RLS Kalbar pada 2025 tercatat mencapai 8,07 tahun atau naik 0,29 poin dibanding 2024 yang berada di angka 7,78 tahun. Sementara itu, HLS meningkat menjadi 12,69 tahun dari sebelumnya 12,68 tahun.
Peningkatan RLS menunjukkan rata-rata masyarakat Kalbar kini mampu menempuh pendidikan hingga setara kelas II SMP. Kondisi ini juga menjadi indikasi menurunnya angka putus sekolah dan semakin banyak anak yang mampu bertahan di jenjang pendidikan dasar hingga menengah pertama.
Pelaksana Tugas (Plt) Kepala Dinas Pendidikan dan Kebudayaan Kalbar, Syarif Faisal, mengatakan peningkatan indikator pendidikan tersebut tidak terlepas dari upaya pemerintah dalam memperluas akses pendidikan secara bertahap.

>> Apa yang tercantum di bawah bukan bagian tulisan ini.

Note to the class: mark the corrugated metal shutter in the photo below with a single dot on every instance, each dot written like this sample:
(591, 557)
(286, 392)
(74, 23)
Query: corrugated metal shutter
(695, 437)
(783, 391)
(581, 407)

“Untuk mencapai itu tentu diperlukan akses pendidikan yang memadai, ketersediaan guru, pembangunan sekolah, penyediaan buku, dan berbagai dukungan lainnya. Itu yang terus kami upayakan,” ujarnya.
Penguatan akses pendidikan juga diwujudkan melalui program rehabilitasi sarana pendidikan. Pada 2025, sebanyak 26 SMA di Kalbar telah direvitalisasi dengan total anggaran mencapai Rp36,16 miliar.

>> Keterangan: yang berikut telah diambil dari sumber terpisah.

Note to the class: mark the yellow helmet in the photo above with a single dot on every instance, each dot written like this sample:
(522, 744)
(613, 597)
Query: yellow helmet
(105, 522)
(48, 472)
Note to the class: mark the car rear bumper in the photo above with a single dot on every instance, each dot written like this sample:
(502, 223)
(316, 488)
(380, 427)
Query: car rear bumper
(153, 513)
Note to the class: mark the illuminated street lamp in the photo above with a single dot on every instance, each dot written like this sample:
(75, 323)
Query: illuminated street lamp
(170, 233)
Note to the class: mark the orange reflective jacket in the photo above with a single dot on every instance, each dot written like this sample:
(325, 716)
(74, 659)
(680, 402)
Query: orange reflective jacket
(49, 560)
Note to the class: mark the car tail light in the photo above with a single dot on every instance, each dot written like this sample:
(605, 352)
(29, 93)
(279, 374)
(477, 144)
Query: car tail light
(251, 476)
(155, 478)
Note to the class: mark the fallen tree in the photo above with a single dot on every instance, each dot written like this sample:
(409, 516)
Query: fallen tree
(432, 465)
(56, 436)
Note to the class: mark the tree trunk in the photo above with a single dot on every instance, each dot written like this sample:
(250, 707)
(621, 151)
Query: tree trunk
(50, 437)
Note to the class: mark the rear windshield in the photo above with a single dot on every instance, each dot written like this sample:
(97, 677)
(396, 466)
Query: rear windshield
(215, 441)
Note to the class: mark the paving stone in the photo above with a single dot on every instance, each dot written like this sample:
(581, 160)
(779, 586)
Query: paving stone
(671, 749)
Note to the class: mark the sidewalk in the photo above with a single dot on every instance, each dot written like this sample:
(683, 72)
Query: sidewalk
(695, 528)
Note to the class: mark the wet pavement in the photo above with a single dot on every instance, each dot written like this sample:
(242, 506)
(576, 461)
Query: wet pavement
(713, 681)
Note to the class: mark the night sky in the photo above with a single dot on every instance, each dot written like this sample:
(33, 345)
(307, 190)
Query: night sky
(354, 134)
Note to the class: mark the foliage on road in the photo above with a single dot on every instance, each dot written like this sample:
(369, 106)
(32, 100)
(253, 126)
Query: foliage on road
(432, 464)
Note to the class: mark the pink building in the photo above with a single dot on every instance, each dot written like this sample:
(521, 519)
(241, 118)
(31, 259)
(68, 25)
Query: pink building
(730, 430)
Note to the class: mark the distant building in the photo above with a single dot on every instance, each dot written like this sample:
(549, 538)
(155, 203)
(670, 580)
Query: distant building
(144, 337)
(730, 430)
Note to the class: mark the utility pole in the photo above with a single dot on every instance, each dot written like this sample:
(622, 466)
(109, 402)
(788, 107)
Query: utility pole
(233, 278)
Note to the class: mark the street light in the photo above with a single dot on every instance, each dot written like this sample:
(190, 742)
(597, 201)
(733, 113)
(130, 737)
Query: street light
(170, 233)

Di sisi lain, HLS menggambarkan peluang pendidikan yang dapat ditempuh anak usia sekolah saat ini. Dengan capaian 12,69 tahun, anak-anak di Kalbar diproyeksikan memiliki kesempatan bersekolah hingga jenjang SMA bahkan mendekati perguruan tinggi.

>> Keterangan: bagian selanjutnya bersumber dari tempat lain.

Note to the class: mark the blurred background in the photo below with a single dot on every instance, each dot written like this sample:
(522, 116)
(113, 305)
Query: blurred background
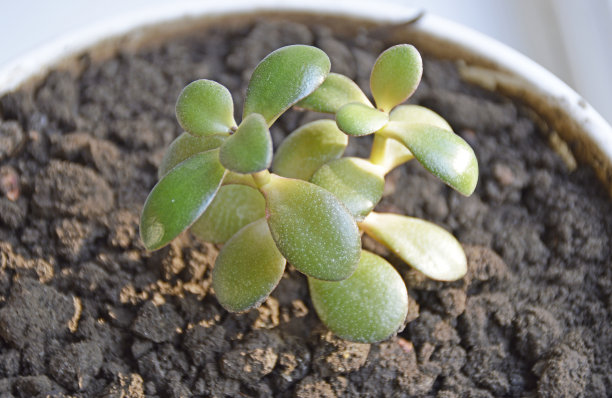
(571, 38)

Untuk menekan angka putus sekolah, Pemprov Kalbar juga menjalankan Program Retrieval yang mengacu pada Peraturan Gubernur Kalimantan Barat Nomor 88 Tahun 2021. Program ini menyasar siswa putus sekolah agar dapat kembali melanjutkan pendidikan melalui dukungan bantuan sebesar Rp2 juta per bulan untuk setiap siswa.
Pada 2025, program tersebut menjangkau lima siswa SMK dengan total anggaran Rp120 juta selama satu tahun. Bantuan diberikan untuk mendukung kebutuhan administrasi sekolah, perlengkapan pendidikan, transportasi, konsumsi, penginapan, hingga uang saku siswa.
Menurut Syarif Faisal, data penerima program diperoleh dari satuan pendidikan dan diverifikasi oleh bidang PSMK bersama pengawas sekolah agar bantuan tepat sasaran.
“Untuk memastikan stimulus ini tepat sasaran, data penerima kami minta dari satuan pendidikan dan kemudian diverifikasi oleh bidang PSMK serta pengawas sekolah,” katanya.
Pendekatan ini menunjukkan persoalan putus sekolah tidak hanya berkaitan dengan motivasi belajar, tetapi juga dipengaruhi faktor ekonomi dan keterbatasan akses pendidikan. Dengan bantuan rutin tersebut, siswa diharapkan dapat kembali melanjutkan pendidikan tanpa terbebani kebutuhan harian.
Peningkatan indikator RLS dan HLS ini turut memperkuat kualitas pembangunan manusia di Kalimantan Barat, seiring semakin terbukanya akses dan keberlanjutan pendidikan bagi anak-anak usia sekolah di berbagai wilayah.